|Ask any graduate of St. John the Baptist School where the phrase "For God and Country" can be found, and that person will tell you: engraved over the front entrance to the school. While the slogan may not be original with St. John's, it nonetheless exemplifies the educational programs that took place inside those doors.
Whether one attended in the years prior to 1950, when the Sisters of Mercy staffed the school, or between 1950 and 1973, when sisters of the Congregation de Notre Dame staffed it, the learning atmosphere was the same-one where academic excellence was expected, where the Catholic faith was handed on lovingly, and where discipline was m~ntamed firmly but fairly.
Because virtually all of the students were children of parishioners, it was natural that church and school activities were inextricably entwined. The involvement of the students in Holy Thursday processions, May crownings, and living rosaries was a given, and sacramental preparations (for Eucharist and Confirmation) were integrated into classwork. Entire classes would be marched to the church to celebrate the sacrament of Penance-known in those days (and probably still by many graduates) as "going to Confession." On First Fridays, the entire school participated in Stations of the Cross and Benediction. Some graduates claim that to this day the smell of incense causes flashbacks!

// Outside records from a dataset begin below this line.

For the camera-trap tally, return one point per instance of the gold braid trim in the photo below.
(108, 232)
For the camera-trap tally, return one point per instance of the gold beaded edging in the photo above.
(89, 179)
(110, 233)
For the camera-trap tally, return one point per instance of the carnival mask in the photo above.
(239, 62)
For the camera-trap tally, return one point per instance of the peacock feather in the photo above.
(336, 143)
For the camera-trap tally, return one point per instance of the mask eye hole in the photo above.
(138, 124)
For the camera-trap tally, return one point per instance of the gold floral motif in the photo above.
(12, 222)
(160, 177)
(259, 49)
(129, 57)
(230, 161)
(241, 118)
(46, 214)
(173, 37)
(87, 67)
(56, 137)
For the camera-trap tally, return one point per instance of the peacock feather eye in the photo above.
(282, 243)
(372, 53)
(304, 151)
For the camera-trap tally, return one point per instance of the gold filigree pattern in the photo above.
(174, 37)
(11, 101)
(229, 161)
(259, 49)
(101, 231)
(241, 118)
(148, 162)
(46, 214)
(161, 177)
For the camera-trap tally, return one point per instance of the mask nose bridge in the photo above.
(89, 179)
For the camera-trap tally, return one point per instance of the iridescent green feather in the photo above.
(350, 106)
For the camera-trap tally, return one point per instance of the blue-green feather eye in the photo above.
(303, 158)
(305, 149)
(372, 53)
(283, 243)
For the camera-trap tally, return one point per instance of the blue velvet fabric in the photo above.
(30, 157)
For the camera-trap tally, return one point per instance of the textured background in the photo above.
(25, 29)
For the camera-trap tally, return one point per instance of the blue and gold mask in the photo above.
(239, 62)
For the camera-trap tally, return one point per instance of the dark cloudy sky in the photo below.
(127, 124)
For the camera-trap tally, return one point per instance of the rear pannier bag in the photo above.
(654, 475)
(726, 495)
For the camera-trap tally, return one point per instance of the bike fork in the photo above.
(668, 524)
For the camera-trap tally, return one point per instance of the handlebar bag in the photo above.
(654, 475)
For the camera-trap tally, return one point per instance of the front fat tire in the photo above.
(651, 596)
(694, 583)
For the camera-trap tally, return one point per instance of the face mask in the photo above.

On Sunday mornings, students attended the "Children's Mass" in the basement chapel, where the homily (then called a sermon) would be geared to younger minds, and where all would respond in Latin with the parts usually said only by the altar servers.
Until the mid-1950s, the only place students could have recess was in Elizabeth Street, which ran beside the school. The street would be blocked off at both ends to keep traffic off the street during recess. Ultimately, the house directly behind the school was literally carried away to make room for a schoolyard, so the students could recreate in a safer environment. A line down the center of the yard was the boundary between the boys' play area and the girls' area.
A high proportion of graduates went on to area Catholic high schools~in many cases thanks to scholarships provided by the parish societies. Additionally, a good number of students were inspired by the example of the "good sisters" to serve God as priests and religious, or to become educators in public school settings. Finally, those who pursued secular careers frequently give much credit to the solid education they received at St. John's.